The bond act, he continued, could help fund wastewater treatment plant upgrades.
“The ability to put financing together for communities that have a demographic profile such as yours, that’s a challenge,” Englebright said to Simpson. “I can only tell you I am sensitive to it. I think that this (constitutional amendment) will help.”
The change to the constitution, other Democratic lawmakers said, would be less about paving the way for private lawsuits against industry and more about guiding public policy.
The nonprofit Adirondack Mountain Club earned a mention during the Senate’s session as an important sponsor to the bill. Michael Barrett, the club’s executive director, thanked the Senate for taking the lead in the bill’s passage.
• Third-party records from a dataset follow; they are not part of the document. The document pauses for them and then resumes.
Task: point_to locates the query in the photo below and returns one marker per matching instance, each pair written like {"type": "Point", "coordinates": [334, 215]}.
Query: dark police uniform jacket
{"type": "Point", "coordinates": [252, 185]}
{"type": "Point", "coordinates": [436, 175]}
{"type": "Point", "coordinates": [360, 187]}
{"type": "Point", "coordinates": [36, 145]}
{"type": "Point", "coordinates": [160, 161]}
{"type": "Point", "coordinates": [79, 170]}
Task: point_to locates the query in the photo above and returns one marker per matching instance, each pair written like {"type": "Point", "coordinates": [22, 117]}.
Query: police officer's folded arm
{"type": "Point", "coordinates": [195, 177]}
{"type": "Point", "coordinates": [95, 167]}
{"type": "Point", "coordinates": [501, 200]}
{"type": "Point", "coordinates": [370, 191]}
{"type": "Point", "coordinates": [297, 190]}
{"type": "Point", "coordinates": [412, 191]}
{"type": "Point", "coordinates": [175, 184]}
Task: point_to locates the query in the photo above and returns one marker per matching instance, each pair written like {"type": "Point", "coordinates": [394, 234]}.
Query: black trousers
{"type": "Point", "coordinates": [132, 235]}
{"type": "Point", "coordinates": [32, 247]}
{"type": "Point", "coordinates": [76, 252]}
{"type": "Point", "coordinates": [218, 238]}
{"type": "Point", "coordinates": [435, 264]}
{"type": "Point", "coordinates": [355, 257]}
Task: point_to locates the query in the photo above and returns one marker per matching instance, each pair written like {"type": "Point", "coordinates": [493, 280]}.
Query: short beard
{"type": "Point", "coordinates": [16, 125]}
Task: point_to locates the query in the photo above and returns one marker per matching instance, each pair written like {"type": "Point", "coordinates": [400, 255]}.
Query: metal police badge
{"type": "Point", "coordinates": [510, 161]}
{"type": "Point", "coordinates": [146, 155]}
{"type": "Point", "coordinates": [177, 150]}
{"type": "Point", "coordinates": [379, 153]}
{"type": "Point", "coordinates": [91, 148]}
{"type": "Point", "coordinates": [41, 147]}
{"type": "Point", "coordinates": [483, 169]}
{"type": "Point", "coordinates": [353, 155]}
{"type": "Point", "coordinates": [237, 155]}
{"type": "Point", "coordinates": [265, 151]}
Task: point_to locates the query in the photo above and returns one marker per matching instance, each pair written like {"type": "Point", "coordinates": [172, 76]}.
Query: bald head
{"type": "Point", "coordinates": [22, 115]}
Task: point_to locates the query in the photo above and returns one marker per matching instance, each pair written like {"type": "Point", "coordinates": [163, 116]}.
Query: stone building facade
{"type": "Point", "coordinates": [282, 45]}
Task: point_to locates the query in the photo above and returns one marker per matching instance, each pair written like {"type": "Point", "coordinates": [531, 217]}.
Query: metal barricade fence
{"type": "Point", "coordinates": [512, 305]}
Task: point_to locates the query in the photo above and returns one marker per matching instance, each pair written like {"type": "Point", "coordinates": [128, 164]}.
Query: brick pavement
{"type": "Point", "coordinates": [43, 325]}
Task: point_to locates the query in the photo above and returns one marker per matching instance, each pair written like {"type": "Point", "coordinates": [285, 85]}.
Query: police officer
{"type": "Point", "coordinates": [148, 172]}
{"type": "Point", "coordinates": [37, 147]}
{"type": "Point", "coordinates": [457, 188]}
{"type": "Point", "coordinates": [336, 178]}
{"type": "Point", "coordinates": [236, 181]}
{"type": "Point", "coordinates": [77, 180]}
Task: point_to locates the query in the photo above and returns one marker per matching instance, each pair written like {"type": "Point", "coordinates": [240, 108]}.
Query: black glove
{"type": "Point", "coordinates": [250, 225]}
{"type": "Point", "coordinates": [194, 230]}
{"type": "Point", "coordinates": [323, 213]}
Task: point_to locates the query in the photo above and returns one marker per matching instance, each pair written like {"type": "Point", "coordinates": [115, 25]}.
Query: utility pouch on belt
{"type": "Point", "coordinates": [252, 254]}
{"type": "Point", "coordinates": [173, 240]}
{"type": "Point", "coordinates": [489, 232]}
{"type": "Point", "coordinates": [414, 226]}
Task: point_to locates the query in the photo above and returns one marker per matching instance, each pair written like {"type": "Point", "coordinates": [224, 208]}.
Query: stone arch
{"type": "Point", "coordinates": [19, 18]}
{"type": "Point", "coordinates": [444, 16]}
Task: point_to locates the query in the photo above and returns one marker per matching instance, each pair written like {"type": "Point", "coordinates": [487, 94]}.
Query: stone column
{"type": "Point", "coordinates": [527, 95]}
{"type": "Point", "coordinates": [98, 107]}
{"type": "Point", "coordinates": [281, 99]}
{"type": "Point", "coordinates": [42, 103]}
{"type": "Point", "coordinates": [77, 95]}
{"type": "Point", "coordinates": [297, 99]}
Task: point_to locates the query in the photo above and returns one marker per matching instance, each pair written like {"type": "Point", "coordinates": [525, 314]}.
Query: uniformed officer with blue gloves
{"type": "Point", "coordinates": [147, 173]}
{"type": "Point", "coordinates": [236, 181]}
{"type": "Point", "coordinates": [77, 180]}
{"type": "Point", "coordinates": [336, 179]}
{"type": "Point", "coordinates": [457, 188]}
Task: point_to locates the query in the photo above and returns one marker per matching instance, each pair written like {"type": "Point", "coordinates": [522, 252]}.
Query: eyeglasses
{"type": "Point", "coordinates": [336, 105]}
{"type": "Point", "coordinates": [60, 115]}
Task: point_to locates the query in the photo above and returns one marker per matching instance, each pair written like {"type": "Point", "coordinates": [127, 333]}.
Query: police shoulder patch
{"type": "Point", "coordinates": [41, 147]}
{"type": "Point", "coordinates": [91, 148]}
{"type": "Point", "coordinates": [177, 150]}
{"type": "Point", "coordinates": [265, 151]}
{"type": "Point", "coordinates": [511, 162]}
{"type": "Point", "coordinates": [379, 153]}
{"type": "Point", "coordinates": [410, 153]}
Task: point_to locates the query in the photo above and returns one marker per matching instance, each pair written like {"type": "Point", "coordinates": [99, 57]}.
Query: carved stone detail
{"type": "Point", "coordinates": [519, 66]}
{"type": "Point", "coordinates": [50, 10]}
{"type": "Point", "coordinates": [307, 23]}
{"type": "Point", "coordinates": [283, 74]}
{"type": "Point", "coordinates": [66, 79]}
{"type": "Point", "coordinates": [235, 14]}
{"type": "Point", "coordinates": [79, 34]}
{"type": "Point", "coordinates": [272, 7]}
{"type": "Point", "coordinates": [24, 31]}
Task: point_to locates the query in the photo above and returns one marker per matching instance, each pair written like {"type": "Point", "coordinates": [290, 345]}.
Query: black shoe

“The Green Amendment ensures that environmental impacts will be considered early in the process of government decision-making when prevention of pollution, degradation, and harm is most possible,” Barrett said in an email.
Other groups that were part of lobbying for the bill included Environmental Advocates NY, Delaware Riverkeeper and Green Amendments for the Generations.
Sen. Robert Jackson, D, WF-Manhattan, lauded the environmental justice the addition would make.
“We will finally have safeguards for government to consider the environment and relationship to Mother Earth in the decision-making process,” Jackson said on the Senate floor. “This should not be a political agenda on anyone’s part. It should be for the betterment of all the people of New York State.”
Correction: This story has been updated to correct the name Environmental Advocates NY.